Stres yang signifikan selama kehamilan membuat semua gejala 'normal' kehamilan terasa lebih buruk - mulai dari mual di pagi hari, atau sakit dan nyeri, hingga kelelahan dan perubahan suasana hati.
Dalam kasus yang ekstrem, stres dapat menyebabkan tekanan darah tinggi dan lonjakan hormon stres, yang dapat dikaitkan dengan persalinan prematur atau bayi berat lahir rendah.
Dr. Elphick menambahkan, hormon stres juga dapat merusak perubahan hormon terkait kehamilan.

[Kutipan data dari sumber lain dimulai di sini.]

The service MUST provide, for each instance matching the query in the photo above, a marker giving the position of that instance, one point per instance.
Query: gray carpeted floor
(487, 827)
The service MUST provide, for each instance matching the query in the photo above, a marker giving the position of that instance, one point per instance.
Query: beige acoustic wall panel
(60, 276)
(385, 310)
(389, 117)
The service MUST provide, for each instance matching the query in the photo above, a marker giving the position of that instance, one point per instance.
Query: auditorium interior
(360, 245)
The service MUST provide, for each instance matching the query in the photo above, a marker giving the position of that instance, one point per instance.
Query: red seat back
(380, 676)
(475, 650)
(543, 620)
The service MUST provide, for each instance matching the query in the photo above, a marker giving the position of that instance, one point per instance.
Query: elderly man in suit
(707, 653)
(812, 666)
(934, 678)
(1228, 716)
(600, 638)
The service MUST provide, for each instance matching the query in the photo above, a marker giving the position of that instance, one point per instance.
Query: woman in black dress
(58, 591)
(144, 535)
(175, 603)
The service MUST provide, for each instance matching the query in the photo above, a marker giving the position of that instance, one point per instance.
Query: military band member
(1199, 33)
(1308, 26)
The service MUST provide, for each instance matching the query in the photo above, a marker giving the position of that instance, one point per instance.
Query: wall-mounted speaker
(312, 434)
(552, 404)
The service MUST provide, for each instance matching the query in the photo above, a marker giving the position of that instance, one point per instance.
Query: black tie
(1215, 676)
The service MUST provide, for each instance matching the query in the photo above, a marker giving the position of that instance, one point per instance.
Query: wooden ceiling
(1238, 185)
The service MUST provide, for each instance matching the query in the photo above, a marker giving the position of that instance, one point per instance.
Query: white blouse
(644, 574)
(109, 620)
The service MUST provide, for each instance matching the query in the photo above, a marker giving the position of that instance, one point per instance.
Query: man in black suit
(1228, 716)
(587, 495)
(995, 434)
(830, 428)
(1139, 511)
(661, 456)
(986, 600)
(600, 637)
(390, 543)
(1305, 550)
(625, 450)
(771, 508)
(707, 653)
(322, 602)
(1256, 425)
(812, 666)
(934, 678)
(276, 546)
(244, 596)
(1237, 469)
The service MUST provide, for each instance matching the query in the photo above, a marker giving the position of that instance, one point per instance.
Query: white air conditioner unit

Hormon estrogen dan hCG (human chorionic gonadotropin) memainkan peran penting dalam merawat janin dan mempersiapkan tubuh perempuan untuk persalinan. Semua itu dapat dipengaruhi oleh hormon stres seperti kortisol. Campuran hormon ini dapat mempersulit ibu hamil untuk mengatasi stres tambahan dan mungkin juga memengaruhi keseimbangan hormon kehamilan yang vital.
Ketika seorang ibu hamil mengalami stres, ini juga dapat secara langsung memengaruhi janin yang sedang berkembang karena banyak hormon melewati plasenta.
Ketika stres tidak dikelola dengan baik, berikut dampak negatif yang bisa Mama hadapi:
- sulit tidur,
- nafsu makan berkurang,
- tekanan darah cenderung meningkat, ini berbahaya jika terjadi saat hamil karena bisa menimbulkan komplikasi,
- sakit kepala dan problem kesehatan lain yang membuat kehamilan semakin sulit,
- kelahiran prematur yang sering dikaitkan dengan sejumlah isu tumbuh kembang anak.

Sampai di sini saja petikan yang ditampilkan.